MRI is typically used in myosititis to confirm diagnosis and help with the phenotype, to rule out myositis mimics, and to select the site of the muscle biopsy so as to make an accurate histologic diagnosis, Dr. Carrino said. During treatment, MRI can help follow disease progression and therapeutic response.
Sometimes, cases referred to the Johns Hopkins myositis center are not actually myositis but instead are muscular dystrophy, fasciitis, metabolic bone disease, or muscle strains.
—John A. Carrino, MD, MPH
Sometimes, cases referred to the Johns Hopkins myositis center are not actually myositis but instead are muscular dystrophy, fasciitis, metabolic bone disease, or muscle strains, he noted.
Advanced techniques for muscle MRI are not always used but include open-bore 3T MRI and MR spectroscopy, which may be helpful in the future for myositis diagnosis.

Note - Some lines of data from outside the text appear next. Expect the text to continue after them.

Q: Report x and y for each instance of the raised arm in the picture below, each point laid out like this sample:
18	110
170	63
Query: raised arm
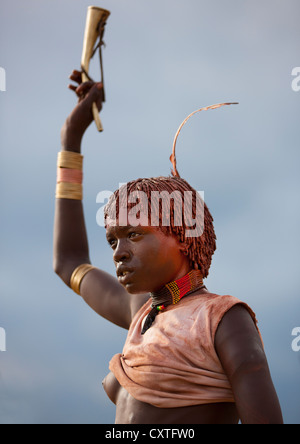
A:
99	289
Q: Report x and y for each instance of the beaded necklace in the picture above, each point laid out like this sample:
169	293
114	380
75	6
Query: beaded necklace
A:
171	294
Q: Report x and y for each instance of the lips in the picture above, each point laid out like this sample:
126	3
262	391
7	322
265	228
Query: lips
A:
124	274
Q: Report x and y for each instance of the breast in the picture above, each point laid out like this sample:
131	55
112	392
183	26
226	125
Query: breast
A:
111	387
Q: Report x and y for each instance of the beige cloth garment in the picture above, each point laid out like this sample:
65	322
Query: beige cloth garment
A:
175	364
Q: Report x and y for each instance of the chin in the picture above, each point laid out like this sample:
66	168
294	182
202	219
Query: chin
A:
133	288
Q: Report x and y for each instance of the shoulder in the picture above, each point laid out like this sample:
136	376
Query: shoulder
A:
211	309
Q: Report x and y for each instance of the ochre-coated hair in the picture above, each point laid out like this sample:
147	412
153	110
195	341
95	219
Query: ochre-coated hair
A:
199	249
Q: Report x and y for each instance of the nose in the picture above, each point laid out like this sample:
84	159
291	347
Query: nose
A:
121	252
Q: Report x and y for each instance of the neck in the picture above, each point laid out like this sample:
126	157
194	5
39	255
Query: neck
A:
172	293
176	290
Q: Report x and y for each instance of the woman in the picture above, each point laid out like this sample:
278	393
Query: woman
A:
191	356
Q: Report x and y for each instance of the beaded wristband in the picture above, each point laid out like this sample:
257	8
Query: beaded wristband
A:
77	276
66	190
69	159
69	175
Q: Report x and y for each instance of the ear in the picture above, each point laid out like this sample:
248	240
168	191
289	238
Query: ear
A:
184	249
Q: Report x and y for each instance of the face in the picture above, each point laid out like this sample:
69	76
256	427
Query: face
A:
145	258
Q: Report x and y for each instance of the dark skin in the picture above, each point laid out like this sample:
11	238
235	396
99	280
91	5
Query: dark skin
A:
151	259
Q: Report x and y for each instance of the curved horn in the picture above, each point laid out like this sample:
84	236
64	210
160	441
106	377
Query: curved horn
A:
94	29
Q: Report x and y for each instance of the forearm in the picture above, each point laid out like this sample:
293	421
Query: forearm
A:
70	237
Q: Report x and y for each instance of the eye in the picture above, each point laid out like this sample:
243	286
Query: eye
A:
134	234
111	242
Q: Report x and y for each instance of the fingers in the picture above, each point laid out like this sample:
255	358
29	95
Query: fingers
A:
76	76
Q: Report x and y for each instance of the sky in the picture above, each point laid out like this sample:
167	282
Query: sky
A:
163	59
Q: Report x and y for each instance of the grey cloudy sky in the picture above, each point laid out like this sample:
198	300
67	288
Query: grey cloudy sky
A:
163	60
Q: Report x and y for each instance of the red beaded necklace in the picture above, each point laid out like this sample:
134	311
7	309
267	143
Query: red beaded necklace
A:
171	294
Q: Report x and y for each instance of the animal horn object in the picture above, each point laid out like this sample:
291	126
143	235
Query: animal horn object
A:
93	41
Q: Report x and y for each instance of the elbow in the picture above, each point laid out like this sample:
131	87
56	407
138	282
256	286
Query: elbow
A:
63	270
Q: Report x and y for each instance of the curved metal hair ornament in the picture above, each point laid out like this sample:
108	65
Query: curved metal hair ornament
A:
173	155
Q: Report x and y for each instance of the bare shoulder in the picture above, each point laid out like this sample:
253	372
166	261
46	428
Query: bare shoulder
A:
238	340
107	297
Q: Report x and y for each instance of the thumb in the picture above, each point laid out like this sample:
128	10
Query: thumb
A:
96	95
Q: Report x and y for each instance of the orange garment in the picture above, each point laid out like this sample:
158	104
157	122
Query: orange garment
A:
175	364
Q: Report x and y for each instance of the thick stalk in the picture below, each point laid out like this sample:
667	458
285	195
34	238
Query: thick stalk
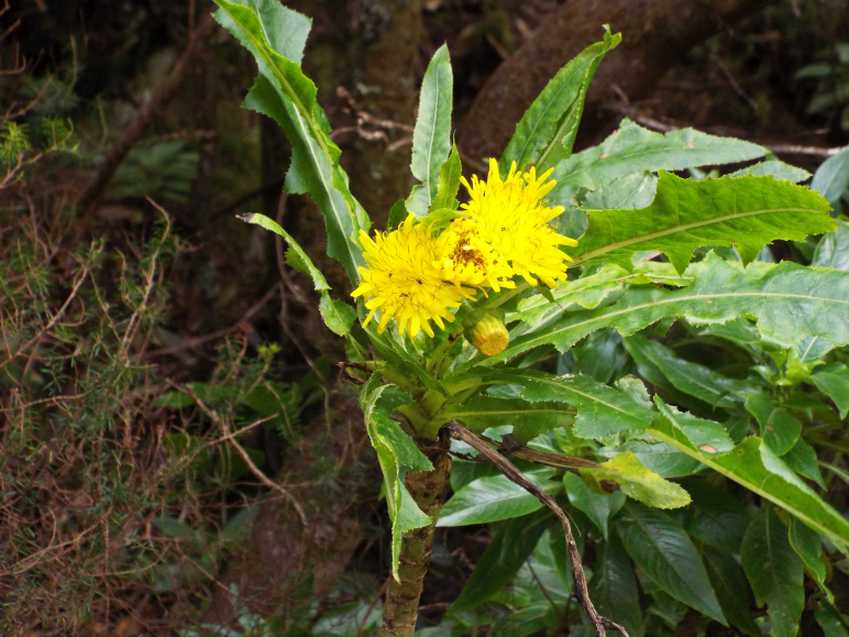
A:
400	608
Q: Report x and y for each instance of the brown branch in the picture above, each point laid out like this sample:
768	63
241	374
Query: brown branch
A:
506	467
163	94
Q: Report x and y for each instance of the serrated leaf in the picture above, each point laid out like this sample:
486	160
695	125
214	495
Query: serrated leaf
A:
602	410
338	316
633	149
754	466
432	133
666	555
775	572
494	498
274	36
788	302
296	256
597	505
831	179
686	214
547	130
396	452
833	381
690	378
640	483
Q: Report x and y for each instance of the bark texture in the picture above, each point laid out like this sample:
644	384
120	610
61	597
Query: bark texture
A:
656	34
400	608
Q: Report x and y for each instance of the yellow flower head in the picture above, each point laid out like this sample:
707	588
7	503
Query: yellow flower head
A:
401	280
510	216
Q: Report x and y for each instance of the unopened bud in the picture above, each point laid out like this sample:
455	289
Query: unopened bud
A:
489	335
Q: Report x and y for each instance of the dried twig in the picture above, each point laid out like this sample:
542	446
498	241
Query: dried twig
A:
506	467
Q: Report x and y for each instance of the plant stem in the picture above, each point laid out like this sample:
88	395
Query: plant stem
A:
400	608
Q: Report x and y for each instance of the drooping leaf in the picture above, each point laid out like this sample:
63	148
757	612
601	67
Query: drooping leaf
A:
274	36
833	381
686	214
787	301
494	498
639	482
597	505
663	551
396	453
633	149
547	130
775	573
602	410
512	543
754	466
432	133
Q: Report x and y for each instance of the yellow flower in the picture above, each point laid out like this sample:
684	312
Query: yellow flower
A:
402	281
510	216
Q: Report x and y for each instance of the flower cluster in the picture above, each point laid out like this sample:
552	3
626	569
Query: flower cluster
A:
415	276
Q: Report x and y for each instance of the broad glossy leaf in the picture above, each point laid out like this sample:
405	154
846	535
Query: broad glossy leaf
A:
663	551
640	483
432	133
686	214
833	381
597	505
775	573
633	149
547	130
754	466
833	249
690	378
613	587
494	498
396	453
274	36
602	410
787	301
832	177
512	543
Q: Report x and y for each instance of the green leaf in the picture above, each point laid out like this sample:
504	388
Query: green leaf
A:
633	149
732	590
449	181
547	130
788	302
602	410
494	498
296	256
274	36
833	249
598	506
754	466
775	573
690	378
773	168
831	179
512	544
613	587
780	429
833	381
396	453
527	419
432	133
707	436
338	315
686	214
663	551
639	482
808	547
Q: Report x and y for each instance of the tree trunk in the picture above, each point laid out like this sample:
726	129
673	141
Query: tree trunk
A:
401	606
656	35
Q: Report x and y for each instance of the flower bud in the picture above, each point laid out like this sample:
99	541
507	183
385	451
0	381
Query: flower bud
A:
489	335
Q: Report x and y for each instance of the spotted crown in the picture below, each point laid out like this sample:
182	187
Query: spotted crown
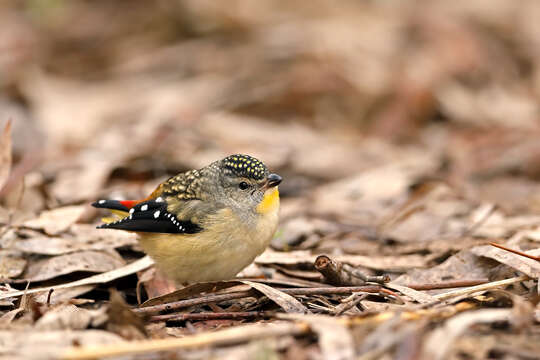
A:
244	166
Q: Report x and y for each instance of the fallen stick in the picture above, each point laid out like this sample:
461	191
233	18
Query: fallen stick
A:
447	284
340	274
483	287
230	336
240	315
252	293
517	252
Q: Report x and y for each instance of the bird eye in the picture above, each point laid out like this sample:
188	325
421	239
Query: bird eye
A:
243	185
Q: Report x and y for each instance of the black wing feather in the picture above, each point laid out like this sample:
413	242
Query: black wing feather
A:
152	216
110	204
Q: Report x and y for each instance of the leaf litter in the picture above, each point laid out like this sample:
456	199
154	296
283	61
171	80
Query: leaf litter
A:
406	135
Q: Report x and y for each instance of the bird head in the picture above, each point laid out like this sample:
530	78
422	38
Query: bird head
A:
244	183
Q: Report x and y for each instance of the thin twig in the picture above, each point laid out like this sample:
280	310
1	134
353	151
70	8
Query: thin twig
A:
517	252
234	335
252	293
448	284
483	287
240	315
339	274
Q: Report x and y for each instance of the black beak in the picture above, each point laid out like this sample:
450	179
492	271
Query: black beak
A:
273	180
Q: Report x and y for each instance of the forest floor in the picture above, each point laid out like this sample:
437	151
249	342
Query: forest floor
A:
406	134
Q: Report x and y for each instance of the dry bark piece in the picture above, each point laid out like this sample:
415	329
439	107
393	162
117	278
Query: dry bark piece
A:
5	154
11	265
88	261
389	263
82	237
65	317
339	274
285	301
335	339
122	320
103	278
525	265
55	221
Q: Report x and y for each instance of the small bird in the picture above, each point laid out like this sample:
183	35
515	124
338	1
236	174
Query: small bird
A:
206	224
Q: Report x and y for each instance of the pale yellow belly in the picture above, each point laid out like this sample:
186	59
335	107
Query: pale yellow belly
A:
219	252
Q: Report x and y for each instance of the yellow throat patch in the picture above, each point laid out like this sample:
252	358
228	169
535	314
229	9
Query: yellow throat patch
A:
270	202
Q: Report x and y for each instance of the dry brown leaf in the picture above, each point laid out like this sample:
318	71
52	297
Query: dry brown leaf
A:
87	261
463	265
50	344
418	296
190	290
285	301
109	276
520	263
389	263
60	296
440	341
11	265
56	221
65	317
335	340
82	237
122	320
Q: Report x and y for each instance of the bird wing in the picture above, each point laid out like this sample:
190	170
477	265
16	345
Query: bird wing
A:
175	207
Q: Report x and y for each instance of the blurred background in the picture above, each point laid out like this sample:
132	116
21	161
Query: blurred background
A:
109	98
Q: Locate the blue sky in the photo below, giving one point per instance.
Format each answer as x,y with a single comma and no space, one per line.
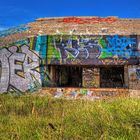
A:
16,12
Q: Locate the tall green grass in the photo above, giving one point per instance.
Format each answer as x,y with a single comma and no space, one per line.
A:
44,118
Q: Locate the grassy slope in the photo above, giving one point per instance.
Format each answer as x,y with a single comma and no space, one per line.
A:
41,118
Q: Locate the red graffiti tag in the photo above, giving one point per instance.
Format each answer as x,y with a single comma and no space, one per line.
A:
92,20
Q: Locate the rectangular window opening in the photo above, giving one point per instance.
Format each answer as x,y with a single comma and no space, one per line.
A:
112,77
65,76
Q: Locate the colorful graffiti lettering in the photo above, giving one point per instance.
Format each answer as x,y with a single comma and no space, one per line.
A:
121,47
78,20
82,48
14,30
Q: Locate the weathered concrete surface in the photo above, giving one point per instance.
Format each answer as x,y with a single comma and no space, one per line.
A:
90,93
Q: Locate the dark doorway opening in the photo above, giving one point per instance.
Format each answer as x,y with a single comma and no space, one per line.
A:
66,76
111,77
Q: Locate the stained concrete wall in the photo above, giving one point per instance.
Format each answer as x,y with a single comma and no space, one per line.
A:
23,64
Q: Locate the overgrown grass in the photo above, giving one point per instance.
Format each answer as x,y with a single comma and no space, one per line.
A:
43,118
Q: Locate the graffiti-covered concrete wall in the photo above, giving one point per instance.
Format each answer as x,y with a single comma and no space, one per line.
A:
24,64
97,50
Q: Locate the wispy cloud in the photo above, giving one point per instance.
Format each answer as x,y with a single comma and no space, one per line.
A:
3,28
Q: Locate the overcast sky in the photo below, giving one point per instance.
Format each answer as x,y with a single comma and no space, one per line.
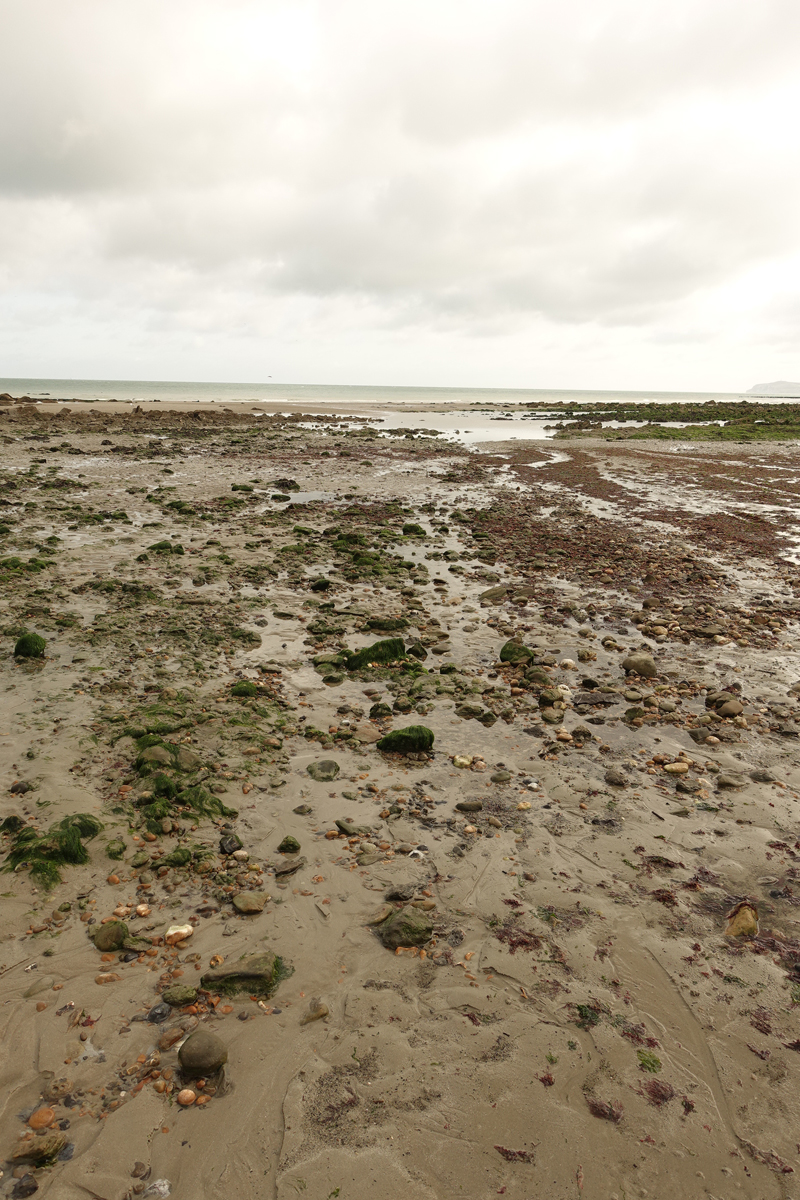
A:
589,193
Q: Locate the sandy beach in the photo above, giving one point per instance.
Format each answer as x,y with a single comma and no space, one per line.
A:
259,942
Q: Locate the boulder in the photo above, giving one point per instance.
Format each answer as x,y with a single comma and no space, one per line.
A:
179,994
515,652
413,739
110,936
323,771
202,1054
641,664
409,927
256,973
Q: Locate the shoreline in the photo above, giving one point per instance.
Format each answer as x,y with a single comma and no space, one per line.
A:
576,1011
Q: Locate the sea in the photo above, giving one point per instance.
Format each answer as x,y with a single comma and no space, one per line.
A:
461,414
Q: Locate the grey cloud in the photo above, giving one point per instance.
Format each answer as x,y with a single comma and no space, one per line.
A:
456,166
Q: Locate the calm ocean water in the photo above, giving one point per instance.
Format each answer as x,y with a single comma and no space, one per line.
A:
334,394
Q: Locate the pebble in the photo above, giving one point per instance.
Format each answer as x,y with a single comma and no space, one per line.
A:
41,1119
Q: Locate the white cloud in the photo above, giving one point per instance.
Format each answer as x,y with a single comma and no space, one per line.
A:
529,193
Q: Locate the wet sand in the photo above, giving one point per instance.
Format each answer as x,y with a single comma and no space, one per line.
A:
577,1023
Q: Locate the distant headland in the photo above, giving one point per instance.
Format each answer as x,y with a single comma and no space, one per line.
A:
775,389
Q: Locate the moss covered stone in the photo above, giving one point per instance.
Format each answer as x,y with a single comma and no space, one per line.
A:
388,651
30,646
413,739
515,652
245,689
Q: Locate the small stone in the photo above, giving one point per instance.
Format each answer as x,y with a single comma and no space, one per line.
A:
110,936
41,1150
178,934
323,771
158,1013
179,994
641,664
732,779
229,843
743,921
409,927
41,1119
202,1054
25,1186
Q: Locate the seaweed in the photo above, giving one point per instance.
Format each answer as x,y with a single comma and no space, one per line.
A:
44,853
389,651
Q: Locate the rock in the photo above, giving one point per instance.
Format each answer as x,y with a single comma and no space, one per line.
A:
401,892
389,651
110,936
409,927
160,755
176,934
515,652
732,779
743,921
41,1119
552,715
323,771
229,843
367,733
257,973
30,646
641,664
615,777
413,739
158,1013
179,994
250,901
25,1186
186,760
289,867
202,1054
352,829
40,1150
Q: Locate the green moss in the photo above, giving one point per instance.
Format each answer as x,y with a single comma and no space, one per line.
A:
413,739
246,688
30,646
61,845
389,651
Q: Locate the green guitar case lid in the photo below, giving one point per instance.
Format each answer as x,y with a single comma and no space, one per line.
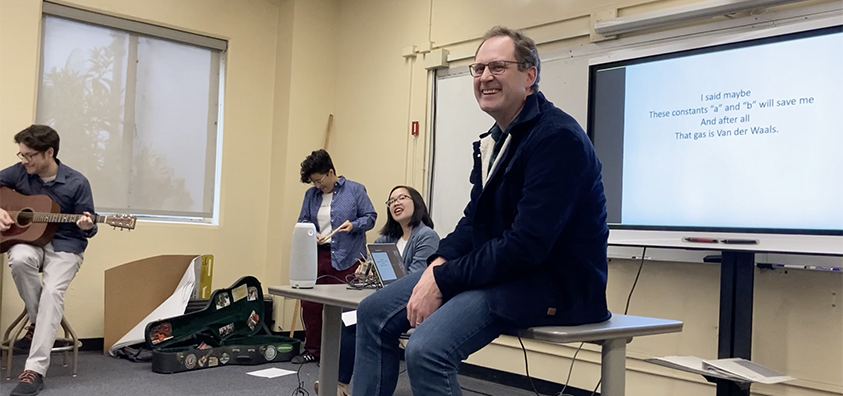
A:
231,329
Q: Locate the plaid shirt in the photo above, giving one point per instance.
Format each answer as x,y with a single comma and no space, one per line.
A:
350,202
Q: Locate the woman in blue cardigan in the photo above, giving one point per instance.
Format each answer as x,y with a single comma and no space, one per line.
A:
409,226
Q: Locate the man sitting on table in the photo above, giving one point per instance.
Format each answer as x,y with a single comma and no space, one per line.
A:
530,249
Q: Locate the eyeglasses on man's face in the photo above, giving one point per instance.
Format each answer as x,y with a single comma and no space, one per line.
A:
401,197
495,67
319,182
27,156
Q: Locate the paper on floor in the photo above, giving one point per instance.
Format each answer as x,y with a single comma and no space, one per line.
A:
271,372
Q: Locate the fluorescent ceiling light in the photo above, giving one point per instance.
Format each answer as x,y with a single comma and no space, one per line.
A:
659,18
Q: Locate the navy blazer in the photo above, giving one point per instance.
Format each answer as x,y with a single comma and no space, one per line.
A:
534,238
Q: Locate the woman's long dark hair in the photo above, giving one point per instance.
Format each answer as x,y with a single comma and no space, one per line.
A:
392,229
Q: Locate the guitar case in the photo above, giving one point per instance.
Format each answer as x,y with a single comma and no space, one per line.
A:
230,330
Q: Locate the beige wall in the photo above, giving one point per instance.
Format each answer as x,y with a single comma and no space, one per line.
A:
291,63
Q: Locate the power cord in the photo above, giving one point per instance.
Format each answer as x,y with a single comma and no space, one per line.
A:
527,367
300,390
628,299
570,371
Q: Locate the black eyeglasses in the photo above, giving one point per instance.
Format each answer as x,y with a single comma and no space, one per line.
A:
319,182
495,67
28,156
396,199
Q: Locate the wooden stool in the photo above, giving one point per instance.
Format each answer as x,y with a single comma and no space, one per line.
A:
69,343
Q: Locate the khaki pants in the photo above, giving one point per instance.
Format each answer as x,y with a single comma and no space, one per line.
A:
43,294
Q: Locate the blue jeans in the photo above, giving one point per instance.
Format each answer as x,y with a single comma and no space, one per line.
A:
461,326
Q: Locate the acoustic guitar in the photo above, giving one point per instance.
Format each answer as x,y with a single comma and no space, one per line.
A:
36,218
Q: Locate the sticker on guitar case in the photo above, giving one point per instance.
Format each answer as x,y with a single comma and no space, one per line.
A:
223,300
226,330
238,293
270,352
161,332
190,361
253,320
253,293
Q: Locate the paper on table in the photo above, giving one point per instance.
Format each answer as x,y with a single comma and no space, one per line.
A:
692,364
349,318
271,372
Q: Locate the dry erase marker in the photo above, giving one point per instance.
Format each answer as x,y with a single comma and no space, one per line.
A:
740,241
700,240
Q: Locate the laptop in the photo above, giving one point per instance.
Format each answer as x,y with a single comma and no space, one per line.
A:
388,264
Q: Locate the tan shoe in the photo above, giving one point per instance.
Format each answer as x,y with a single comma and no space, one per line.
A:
342,389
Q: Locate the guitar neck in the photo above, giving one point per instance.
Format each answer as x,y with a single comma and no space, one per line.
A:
39,217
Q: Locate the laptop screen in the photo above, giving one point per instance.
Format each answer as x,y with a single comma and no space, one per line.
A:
384,266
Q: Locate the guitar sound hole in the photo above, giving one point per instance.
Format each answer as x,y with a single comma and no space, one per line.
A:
24,218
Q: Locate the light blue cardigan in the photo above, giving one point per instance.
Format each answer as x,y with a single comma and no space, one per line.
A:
423,242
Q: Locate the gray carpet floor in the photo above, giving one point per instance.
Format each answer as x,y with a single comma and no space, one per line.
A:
104,375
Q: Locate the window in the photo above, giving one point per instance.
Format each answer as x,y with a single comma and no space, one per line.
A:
137,107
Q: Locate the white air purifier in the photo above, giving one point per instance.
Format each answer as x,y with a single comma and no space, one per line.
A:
303,256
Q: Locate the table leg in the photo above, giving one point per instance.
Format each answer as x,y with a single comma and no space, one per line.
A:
329,360
613,366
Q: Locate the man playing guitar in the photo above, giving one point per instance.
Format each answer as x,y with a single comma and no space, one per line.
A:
40,172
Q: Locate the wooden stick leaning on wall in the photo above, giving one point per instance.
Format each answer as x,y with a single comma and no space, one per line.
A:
325,147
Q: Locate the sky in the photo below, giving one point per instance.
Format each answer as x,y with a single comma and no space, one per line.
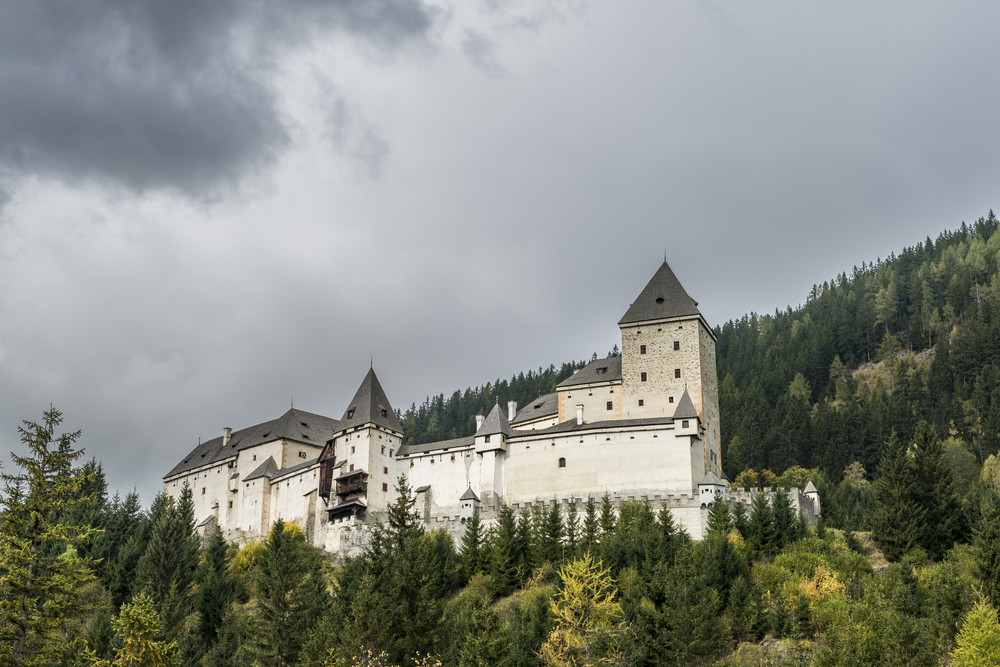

In his presentation, Harsha Gunawardena, MD, senior research fellow at the University of Bath in Bath, U.K., focused on the role of autoantibodies in myositis. Autoantibodies are now detected in about 70% of adult and 60% of juvenile inflammatory myopathy patients, he said. These autoantibodies include anti-p200/100, anti–Mi-2 dermatomyositis subtype, anti-p155, anti-SAE, and the anti-MDA5 dermatomyositis subtype. Although the signs and symptoms associated with each autoantibody may vary, they can include skin changes, the risk for interstitial pneumonia, and cancer. For example, more than 50% of patients who are anti-p155/140 positive have cancer, Dr. Gunawardena said.